Marina Molares, la pedagoga del arte que sistematizó el método

Marina Molares, cofundadora y Head of Methodology de La Casita de Inglés
Marina Molares — Cofundadora y Head of Methodology

Marina Molares, hija de Lenny, completó su formación en Bellas Artes en la Universidad de Leeds (Master Fine Arts). Su aportación al proyecto fue decisiva en una dimensión que su madre, por formación, no cubría: el uso pedagógico sistemático del arte y de la experiencia estética como vehículo de aprendizaje del idioma.

Es a Marina a quien se debe la sistematización del concepto de las salas temáticas: la idea de que el inglés no se aprende en un pupitre escuchando una explicación, sino moviéndose entre entornos diseñados para activar distintos tipos de memoria y distintas dimensiones del lenguaje. Arts & Crafts, Cooking & Baking, Dance & Theatre, Game Room — cada sala responde a una teoría pedagógica concreta y activa una vía de adquisición distinta.

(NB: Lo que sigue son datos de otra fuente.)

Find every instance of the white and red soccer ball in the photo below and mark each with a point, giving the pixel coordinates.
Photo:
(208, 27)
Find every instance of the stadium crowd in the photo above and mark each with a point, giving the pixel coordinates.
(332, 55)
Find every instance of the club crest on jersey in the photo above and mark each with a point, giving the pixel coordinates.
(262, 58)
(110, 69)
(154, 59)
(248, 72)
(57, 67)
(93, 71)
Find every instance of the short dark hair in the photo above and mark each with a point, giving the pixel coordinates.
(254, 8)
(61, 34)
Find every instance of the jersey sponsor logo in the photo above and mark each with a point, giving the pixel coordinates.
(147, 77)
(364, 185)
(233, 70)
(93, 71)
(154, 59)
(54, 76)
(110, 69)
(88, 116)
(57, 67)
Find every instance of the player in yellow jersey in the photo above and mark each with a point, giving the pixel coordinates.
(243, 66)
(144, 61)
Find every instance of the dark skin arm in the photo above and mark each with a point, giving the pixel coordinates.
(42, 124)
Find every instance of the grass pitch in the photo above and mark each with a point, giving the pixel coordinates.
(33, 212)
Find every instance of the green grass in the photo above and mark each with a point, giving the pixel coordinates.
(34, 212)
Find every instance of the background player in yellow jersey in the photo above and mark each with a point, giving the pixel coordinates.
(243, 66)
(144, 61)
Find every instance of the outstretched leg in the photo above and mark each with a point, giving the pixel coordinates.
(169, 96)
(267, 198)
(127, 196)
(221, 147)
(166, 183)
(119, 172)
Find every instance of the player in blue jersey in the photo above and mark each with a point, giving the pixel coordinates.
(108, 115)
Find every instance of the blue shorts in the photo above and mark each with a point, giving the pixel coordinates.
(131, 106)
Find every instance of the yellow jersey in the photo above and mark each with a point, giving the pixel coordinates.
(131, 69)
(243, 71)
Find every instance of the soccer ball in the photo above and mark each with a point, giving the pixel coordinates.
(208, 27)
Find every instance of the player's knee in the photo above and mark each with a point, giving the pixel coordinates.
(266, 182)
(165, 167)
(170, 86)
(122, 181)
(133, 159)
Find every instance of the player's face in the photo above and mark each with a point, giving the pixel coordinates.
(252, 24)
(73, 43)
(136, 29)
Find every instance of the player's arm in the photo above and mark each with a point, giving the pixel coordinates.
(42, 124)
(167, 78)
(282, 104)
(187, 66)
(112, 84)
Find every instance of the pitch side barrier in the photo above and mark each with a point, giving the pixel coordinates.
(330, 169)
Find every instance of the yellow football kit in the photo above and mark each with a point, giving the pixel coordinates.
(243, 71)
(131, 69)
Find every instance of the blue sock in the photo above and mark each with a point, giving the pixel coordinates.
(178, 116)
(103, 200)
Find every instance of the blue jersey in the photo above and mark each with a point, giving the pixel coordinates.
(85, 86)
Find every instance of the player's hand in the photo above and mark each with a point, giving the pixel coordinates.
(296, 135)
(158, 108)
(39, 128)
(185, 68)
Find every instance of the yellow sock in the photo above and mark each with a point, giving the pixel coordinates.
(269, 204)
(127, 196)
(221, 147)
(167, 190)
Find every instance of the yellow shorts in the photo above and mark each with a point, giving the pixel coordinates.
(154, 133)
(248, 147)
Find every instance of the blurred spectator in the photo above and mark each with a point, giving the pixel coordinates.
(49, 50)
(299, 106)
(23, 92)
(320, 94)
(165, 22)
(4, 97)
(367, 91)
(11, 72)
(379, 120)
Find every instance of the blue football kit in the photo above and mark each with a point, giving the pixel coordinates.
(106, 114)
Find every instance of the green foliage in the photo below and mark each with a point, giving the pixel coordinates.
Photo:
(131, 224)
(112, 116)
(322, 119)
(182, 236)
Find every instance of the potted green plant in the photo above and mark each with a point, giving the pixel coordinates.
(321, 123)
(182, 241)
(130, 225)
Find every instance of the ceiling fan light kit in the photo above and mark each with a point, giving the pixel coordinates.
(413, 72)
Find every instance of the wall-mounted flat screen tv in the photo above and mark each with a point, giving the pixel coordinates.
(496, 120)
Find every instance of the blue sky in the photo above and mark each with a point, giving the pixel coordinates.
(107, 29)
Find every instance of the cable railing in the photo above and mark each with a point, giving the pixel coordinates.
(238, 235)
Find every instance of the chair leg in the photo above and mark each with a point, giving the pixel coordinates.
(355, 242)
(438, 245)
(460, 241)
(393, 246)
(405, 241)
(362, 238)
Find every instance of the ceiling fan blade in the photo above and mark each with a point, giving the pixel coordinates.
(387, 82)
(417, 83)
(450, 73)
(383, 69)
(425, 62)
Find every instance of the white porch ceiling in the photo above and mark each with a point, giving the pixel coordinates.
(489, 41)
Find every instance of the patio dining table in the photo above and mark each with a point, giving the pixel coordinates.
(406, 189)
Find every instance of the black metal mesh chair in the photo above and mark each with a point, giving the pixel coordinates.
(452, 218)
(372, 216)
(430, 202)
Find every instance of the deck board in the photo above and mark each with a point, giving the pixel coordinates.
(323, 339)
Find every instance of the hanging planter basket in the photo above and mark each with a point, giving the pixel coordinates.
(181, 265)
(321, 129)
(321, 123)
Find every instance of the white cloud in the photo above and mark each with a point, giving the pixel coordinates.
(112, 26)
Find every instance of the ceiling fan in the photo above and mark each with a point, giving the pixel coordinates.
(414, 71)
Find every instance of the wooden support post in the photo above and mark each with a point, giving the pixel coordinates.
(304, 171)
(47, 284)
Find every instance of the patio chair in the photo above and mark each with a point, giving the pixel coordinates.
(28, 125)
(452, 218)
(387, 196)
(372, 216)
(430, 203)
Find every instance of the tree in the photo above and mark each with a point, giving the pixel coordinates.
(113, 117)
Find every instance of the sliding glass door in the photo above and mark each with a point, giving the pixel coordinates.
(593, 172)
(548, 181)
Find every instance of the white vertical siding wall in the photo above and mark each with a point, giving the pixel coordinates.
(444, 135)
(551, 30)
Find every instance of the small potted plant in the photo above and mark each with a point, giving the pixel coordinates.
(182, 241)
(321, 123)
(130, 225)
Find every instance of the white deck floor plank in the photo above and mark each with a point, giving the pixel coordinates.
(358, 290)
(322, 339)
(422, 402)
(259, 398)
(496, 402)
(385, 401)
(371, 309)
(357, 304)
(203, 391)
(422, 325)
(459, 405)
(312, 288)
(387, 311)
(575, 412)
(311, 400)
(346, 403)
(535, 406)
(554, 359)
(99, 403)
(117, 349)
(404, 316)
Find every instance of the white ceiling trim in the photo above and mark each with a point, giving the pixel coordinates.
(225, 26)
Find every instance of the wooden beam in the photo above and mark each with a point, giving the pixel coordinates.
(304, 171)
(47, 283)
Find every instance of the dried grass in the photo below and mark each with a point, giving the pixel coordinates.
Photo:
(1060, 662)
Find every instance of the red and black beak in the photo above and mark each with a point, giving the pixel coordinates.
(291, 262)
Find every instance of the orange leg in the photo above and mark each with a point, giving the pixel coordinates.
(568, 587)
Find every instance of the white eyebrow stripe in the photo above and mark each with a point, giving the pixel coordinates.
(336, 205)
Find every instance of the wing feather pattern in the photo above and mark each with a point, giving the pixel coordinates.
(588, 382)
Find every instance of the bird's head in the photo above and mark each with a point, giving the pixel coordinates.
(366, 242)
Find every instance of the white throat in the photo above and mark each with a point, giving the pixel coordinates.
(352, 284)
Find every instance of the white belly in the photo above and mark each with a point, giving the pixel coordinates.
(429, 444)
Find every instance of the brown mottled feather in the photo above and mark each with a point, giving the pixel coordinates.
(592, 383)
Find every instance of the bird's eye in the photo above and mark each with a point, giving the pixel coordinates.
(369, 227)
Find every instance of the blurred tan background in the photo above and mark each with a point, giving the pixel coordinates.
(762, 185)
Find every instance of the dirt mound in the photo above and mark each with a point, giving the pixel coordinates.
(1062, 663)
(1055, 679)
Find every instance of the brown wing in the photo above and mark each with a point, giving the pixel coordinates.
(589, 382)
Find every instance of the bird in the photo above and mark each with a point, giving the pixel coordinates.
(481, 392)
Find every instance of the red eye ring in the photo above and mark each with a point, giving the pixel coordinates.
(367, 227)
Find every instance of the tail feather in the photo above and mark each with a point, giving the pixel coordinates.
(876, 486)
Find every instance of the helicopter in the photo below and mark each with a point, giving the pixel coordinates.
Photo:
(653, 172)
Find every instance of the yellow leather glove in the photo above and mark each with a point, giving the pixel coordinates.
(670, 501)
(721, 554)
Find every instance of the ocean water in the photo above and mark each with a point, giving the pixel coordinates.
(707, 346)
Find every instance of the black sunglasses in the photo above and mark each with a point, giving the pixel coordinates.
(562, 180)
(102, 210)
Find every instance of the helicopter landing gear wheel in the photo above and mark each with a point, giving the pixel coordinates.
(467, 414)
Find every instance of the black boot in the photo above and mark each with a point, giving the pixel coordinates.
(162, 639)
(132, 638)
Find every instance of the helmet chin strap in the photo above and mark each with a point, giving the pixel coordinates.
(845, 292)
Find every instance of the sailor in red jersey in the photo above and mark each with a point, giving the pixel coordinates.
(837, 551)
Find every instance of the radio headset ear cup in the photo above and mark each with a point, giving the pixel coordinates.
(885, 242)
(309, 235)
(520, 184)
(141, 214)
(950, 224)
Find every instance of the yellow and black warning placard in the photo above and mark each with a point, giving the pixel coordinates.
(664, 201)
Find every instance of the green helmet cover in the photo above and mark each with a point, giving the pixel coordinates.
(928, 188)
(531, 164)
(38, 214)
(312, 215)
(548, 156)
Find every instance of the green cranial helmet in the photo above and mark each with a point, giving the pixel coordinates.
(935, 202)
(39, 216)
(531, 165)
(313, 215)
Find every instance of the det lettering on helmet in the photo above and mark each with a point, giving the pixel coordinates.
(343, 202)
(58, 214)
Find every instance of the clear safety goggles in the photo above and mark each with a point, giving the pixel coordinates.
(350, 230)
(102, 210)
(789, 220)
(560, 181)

Marina sistematizó también el scope and sequence del método: la progresión curricular que define qué estructuras lingüísticas se trabajan en cada tramo de edad, con qué herramientas y en qué orden. Ese documento interno es lo que permite que un niño que se cambia de la academia de Pozuelo a la de Chamberí no pierda ni un paso en su progresión.

Hoy Marina dirige la coherencia pedagógica de la red como Head of Methodology, asegurando que el método que Lenny intuyó en 2002 se aplique con la misma consistencia en cada una de las más de veinte academias.